Moshi – Abenteuerland
Moshi liegt ca. 1,5 Auto-Fahrstunden entfernt von Tengeru, direkt am Fusse des Kilimandscharos. Ich hatte grosse Lust aufs Wandern und auf das Entdecken des Dschungels. Dafür habe ich auf GetYourGuide ein passendes Angebot gefunden: „Kilimanjaro-Wanderung Marangu Route Tagesausflug“. Weiter gibt es auf dem Weg nach Moshi eine heisse Quelle namens „Chemka Hotsprings„, wo ich schwimmen gehen wollte – und über Booking.com habe ich herausgefunden, dass es auch möglich ist in Moshi Fahrrad-Touren zu machen – und habe dafür bei Bike2Kili einen Halbtages-Ausflug reserviert. So buchte ich zusammen mit meinem Sohn, Diana und einem Freund aus Tengeru ein verlängertes Wochenende in Moshi. Schon vorneweg die Info – ich liebe Moshi und die Angebote, die es dort gibt. Dieses Wochenende hat mich total aufgetankt.
Heisse Quelle – Maji moto (heisses Wasser)

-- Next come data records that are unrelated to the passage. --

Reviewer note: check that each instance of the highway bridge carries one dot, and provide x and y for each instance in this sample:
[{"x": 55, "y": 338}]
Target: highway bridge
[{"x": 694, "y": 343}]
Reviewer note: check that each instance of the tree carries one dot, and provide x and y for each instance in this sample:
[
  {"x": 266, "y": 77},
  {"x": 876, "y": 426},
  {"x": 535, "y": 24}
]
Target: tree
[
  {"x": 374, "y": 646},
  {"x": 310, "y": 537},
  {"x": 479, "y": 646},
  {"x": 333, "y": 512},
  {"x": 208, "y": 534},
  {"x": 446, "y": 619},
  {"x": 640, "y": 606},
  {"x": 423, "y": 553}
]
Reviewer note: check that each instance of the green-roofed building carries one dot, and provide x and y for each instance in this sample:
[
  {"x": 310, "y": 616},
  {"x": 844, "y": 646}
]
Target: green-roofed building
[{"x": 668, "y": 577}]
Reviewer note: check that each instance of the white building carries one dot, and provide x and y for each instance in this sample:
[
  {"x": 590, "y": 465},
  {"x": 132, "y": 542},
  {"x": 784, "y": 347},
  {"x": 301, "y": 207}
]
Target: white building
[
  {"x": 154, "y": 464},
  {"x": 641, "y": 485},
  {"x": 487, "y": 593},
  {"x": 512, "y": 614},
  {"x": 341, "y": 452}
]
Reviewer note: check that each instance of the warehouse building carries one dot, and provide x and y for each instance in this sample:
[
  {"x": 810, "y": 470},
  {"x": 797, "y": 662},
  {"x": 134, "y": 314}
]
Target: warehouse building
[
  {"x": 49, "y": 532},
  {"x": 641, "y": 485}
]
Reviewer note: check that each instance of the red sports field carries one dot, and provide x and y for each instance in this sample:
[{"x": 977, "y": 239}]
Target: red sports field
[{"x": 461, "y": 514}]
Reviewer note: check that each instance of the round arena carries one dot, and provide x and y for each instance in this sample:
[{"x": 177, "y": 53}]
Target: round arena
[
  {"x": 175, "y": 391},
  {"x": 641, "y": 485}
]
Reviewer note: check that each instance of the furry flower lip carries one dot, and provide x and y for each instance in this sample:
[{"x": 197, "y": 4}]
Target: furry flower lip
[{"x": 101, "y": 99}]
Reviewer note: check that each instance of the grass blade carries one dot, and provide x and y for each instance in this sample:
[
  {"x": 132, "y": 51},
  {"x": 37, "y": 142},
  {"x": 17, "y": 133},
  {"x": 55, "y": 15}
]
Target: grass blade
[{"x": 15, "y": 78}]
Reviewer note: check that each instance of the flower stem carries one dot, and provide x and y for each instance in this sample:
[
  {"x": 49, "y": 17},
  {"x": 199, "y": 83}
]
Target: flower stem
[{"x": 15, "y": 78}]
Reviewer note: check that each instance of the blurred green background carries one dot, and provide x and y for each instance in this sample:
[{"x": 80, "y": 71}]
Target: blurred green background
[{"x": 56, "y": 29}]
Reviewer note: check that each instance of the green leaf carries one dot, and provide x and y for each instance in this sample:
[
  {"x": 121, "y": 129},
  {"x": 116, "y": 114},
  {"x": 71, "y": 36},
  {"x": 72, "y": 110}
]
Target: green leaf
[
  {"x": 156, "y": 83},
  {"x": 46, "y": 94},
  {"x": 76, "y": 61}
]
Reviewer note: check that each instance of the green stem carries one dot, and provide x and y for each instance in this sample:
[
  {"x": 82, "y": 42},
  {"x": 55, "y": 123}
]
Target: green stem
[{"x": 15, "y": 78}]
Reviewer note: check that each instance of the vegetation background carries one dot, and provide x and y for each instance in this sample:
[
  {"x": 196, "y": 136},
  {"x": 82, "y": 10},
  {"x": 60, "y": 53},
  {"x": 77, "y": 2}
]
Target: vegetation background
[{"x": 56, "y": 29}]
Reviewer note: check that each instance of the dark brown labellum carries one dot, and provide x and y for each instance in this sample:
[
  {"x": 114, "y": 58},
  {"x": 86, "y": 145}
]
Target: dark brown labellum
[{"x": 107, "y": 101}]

Am ersten Tag fuhren wir zur heissen Quelle – zuerst mit dem Bus. Und als wir so unterwegs waren, steht ein Mitreisender plötzlich vorne in die Mitte des Ganges und beginnt damit Schuhe zu verkaufen – und plötzlich packt er die Schuhe weg und beginnt zu predigen. Die Leute hören zu oder nicht – jedenfalls ist es ruhig im Bus und niemand „wehrt“ sich gegen die spontane Unterhaltung. Wie meistens in Tansania spricht er vor allem Suaheli, nur kurz als er darüber spricht, dass Geld nicht glücklich macht bzw. das Bedürfnis der Seele nicht erfüllt, schaut er in meine Richtung und spricht Englisch… Recht hat er ja – nur gibt es aus meiner Sicht auch andere Wege neben der Bibel, welche uns Seelennahrung geben.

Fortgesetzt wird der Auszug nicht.